# Recipe ideas.



## Angelmouse (Oct 3, 2008)

I need some easy and cheap recipe idea's suitable for adults and kids.
I have four children and they all like differant things :roll: 
So if you have any ideas I could pinch I would appreciate it muchly 

Cheers


----------



## Demi (Feb 14, 2009)

Oooo I'l ask my brother,hes into all this cooking stuff


----------



## SarahC (Oct 3, 2008)

sainsburys do free recipe cards situated near the checkouts,all cheap ish and easy.


----------



## Effy (Dec 30, 2008)

I'm not much help with cooking...as I don't know many things, but here's a couple I do know, which probably are no good, but I like them. :lol:

Stuffed peppers, the cheats way!
You can use any colour peppers and normal OR sweet potatoes, depending on likes and dislikes. My mother doesn't like sweet potato with red peppers, because it's all too sweet, but that's the best way IMO. ;D

-pepper
-potato
-stuff you want in it! (I use onion & mushrooms mainly)

->Prepare the extra things you have (chop onions, clean mushrooms)
->Start cooking these (fry onions and mushrooms)
->Pierce the potato, either all over the place, or a big stab right through the middle
->Microwave this...until...done
->Scoop the crud out of the pepper
->Blanche pepper
->Peel potato
->Mix potato and extra things together and stuff in pepper.

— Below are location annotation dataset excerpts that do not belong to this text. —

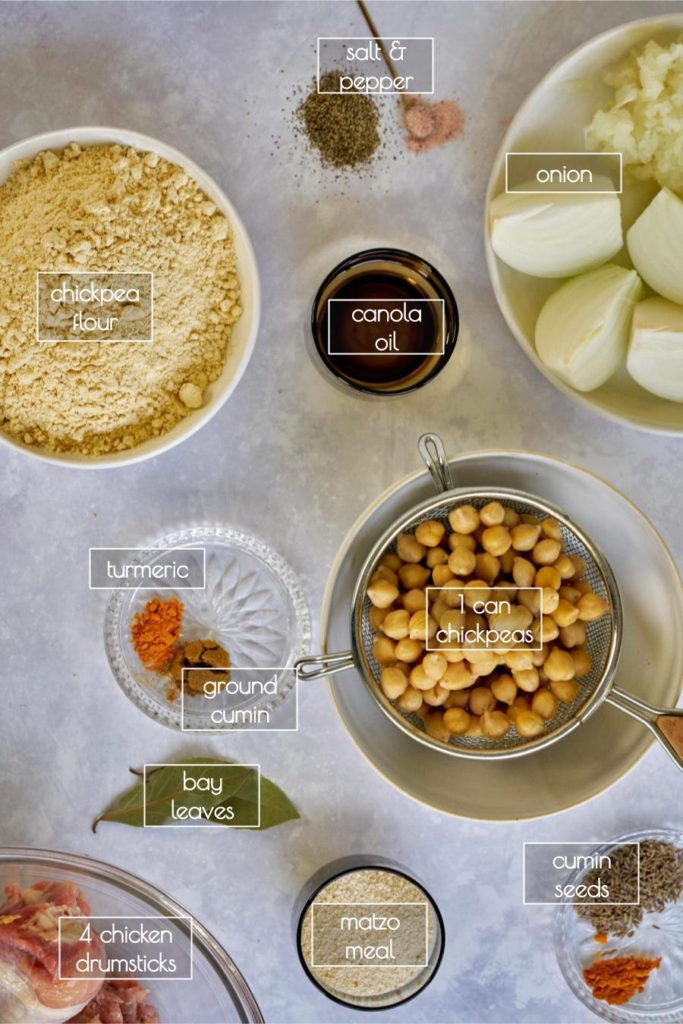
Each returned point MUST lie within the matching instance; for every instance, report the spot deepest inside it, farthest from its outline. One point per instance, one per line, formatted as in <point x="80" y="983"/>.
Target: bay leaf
<point x="164" y="783"/>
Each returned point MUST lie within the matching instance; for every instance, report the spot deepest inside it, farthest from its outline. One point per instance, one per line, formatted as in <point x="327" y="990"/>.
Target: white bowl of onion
<point x="552" y="120"/>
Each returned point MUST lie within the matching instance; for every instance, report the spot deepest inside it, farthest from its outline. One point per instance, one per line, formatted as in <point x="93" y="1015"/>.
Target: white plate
<point x="601" y="751"/>
<point x="244" y="334"/>
<point x="552" y="119"/>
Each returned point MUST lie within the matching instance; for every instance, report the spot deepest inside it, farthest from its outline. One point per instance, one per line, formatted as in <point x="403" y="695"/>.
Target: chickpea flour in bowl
<point x="368" y="934"/>
<point x="127" y="214"/>
<point x="249" y="620"/>
<point x="51" y="886"/>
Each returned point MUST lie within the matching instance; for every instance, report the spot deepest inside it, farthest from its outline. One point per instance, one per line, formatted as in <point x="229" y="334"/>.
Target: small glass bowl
<point x="657" y="935"/>
<point x="390" y="998"/>
<point x="253" y="605"/>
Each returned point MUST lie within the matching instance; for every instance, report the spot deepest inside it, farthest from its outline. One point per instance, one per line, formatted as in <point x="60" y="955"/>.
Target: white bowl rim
<point x="657" y="24"/>
<point x="326" y="608"/>
<point x="60" y="137"/>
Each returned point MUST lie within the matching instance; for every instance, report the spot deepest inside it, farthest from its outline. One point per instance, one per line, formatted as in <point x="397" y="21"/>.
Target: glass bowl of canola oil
<point x="369" y="935"/>
<point x="384" y="322"/>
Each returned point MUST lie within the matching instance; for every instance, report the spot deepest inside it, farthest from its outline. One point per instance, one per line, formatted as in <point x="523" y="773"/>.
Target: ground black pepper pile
<point x="660" y="884"/>
<point x="343" y="127"/>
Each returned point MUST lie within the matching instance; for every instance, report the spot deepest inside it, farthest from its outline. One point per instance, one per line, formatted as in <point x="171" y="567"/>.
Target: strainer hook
<point x="433" y="455"/>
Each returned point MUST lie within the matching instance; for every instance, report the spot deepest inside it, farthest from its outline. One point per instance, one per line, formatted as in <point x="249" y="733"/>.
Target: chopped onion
<point x="555" y="236"/>
<point x="582" y="331"/>
<point x="655" y="245"/>
<point x="655" y="351"/>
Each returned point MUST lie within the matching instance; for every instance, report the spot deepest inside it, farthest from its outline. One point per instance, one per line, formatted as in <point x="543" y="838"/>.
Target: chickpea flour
<point x="111" y="208"/>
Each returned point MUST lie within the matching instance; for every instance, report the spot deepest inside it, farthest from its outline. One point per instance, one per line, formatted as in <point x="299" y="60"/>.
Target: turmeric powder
<point x="156" y="630"/>
<point x="616" y="980"/>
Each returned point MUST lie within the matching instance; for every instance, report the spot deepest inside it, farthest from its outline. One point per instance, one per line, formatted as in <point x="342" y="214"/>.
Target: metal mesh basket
<point x="602" y="635"/>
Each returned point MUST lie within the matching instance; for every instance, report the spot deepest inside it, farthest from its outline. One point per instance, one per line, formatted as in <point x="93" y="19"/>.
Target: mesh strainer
<point x="603" y="636"/>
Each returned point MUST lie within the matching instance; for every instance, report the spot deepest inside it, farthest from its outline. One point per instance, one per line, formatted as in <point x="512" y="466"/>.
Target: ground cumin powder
<point x="111" y="208"/>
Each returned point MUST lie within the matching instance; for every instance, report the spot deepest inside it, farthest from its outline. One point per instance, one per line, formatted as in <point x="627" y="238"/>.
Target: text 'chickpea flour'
<point x="99" y="209"/>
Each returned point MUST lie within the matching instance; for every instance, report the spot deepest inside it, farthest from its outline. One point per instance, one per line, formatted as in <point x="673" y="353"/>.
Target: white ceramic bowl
<point x="244" y="333"/>
<point x="552" y="119"/>
<point x="595" y="756"/>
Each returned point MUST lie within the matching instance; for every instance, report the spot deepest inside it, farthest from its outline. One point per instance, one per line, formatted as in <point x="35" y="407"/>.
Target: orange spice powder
<point x="156" y="630"/>
<point x="616" y="980"/>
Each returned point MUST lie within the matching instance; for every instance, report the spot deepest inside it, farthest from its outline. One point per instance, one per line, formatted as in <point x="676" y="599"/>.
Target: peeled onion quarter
<point x="655" y="245"/>
<point x="655" y="350"/>
<point x="555" y="236"/>
<point x="582" y="332"/>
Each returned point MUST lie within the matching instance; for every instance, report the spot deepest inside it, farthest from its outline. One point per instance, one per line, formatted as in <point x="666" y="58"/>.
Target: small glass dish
<point x="253" y="605"/>
<point x="657" y="935"/>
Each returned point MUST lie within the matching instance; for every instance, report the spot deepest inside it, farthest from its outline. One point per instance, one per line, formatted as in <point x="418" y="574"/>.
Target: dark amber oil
<point x="414" y="350"/>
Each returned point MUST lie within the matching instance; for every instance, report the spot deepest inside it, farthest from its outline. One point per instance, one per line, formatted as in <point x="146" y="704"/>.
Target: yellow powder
<point x="111" y="208"/>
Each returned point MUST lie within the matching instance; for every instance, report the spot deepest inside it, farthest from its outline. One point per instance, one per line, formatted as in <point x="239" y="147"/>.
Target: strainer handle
<point x="433" y="455"/>
<point x="665" y="723"/>
<point x="328" y="665"/>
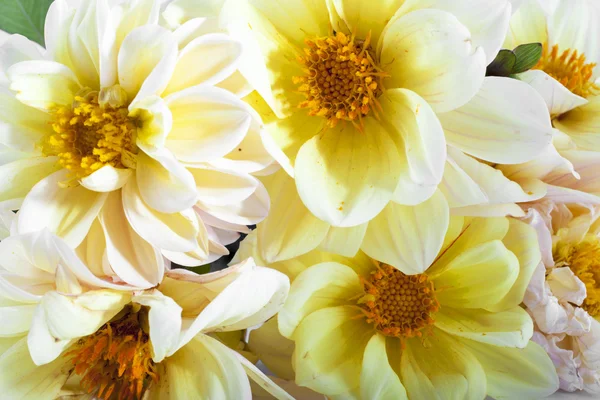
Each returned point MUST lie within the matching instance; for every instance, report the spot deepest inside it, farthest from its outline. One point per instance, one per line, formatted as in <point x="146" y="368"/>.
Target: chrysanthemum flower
<point x="133" y="127"/>
<point x="564" y="295"/>
<point x="66" y="332"/>
<point x="357" y="91"/>
<point x="430" y="306"/>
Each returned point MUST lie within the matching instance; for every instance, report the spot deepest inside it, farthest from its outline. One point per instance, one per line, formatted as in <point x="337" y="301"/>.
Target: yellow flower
<point x="430" y="307"/>
<point x="355" y="95"/>
<point x="115" y="130"/>
<point x="66" y="332"/>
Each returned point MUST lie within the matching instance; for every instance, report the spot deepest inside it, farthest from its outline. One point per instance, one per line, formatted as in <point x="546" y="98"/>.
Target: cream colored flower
<point x="356" y="95"/>
<point x="564" y="295"/>
<point x="124" y="127"/>
<point x="355" y="338"/>
<point x="66" y="332"/>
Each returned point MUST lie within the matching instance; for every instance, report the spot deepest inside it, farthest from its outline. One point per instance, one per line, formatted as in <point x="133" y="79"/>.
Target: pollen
<point x="570" y="69"/>
<point x="342" y="80"/>
<point x="399" y="305"/>
<point x="116" y="361"/>
<point x="87" y="135"/>
<point x="584" y="260"/>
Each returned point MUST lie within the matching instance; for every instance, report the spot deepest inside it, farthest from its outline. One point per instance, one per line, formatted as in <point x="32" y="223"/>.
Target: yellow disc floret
<point x="584" y="260"/>
<point x="116" y="361"/>
<point x="87" y="136"/>
<point x="342" y="80"/>
<point x="399" y="305"/>
<point x="570" y="69"/>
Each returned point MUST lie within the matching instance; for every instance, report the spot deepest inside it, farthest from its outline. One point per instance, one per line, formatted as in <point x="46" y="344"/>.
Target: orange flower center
<point x="116" y="361"/>
<point x="87" y="136"/>
<point x="399" y="305"/>
<point x="570" y="69"/>
<point x="584" y="260"/>
<point x="342" y="80"/>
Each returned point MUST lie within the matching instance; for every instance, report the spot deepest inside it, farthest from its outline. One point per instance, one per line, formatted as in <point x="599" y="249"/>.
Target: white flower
<point x="66" y="332"/>
<point x="125" y="129"/>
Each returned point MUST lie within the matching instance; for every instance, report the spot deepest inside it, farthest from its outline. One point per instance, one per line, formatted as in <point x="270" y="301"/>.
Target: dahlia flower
<point x="430" y="306"/>
<point x="123" y="124"/>
<point x="563" y="297"/>
<point x="66" y="332"/>
<point x="359" y="99"/>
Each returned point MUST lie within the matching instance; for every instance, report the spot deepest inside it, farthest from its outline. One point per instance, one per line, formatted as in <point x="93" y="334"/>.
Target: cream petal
<point x="146" y="61"/>
<point x="522" y="241"/>
<point x="527" y="24"/>
<point x="443" y="369"/>
<point x="583" y="124"/>
<point x="20" y="176"/>
<point x="133" y="260"/>
<point x="418" y="134"/>
<point x="263" y="380"/>
<point x="377" y="379"/>
<point x="510" y="328"/>
<point x="362" y="19"/>
<point x="255" y="296"/>
<point x="515" y="373"/>
<point x="431" y="53"/>
<point x="207" y="60"/>
<point x="106" y="179"/>
<point x="165" y="184"/>
<point x="173" y="232"/>
<point x="468" y="182"/>
<point x="220" y="375"/>
<point x="22" y="379"/>
<point x="330" y="344"/>
<point x="558" y="98"/>
<point x="508" y="129"/>
<point x="478" y="277"/>
<point x="324" y="285"/>
<point x="408" y="238"/>
<point x="66" y="211"/>
<point x="43" y="84"/>
<point x="289" y="230"/>
<point x="208" y="123"/>
<point x="155" y="123"/>
<point x="487" y="22"/>
<point x="344" y="176"/>
<point x="164" y="321"/>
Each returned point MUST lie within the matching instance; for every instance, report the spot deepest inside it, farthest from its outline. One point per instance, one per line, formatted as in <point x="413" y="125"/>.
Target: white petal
<point x="146" y="61"/>
<point x="164" y="320"/>
<point x="174" y="232"/>
<point x="132" y="259"/>
<point x="66" y="211"/>
<point x="431" y="53"/>
<point x="106" y="179"/>
<point x="408" y="238"/>
<point x="43" y="84"/>
<point x="509" y="129"/>
<point x="344" y="176"/>
<point x="164" y="183"/>
<point x="207" y="60"/>
<point x="558" y="98"/>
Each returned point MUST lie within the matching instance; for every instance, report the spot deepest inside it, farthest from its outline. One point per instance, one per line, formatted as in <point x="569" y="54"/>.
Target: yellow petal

Also, there's just pastas...you have your pasta (whatever kind, shells, spaghetti, whatever) veg (I always have an onion, 2 cloves garlic, cauliflower, sweetcorn, peas, broccoli,...you can have WHATEVER is liked in the house) and whatever meat you want (Well...beef and pork wouldn't really go with this I don't think, but chicken, turkey and tuna have been fabulous so far) and for the sauce, 2 tins of peeled plum tomatoes and mayo or cream cheese.

...I won't tell you how to do that one step by step, because you basically just cook everything normally and mix it all together...simples. Mush the tomatoes up and take out the stalky bits, mix in the creamy stuff until it tastes nice, add some mixed herbs if you want.

I also like 'making pizza'. I either toast breadcakes and put cheese and toppings on, or buy a cheesy frozen pizza, scrape the cheese off, add toppings and put the cheese back on...then cook as it says to. Then you can add whatever people like, you know it's got fresh things on it, but it's still convenient and easy. =]

You'd think I could help more, having done this in college for a year. :roll:


----------



## Kage Davies (Dec 21, 2008)

El studente does not recommend bonjella sandwhiches.

Sorreh. I eat very expensively for a student XD. I will ask my friend when I go home for Easter, however. As a single mother of two she has quite a low budget recipe book :3.


----------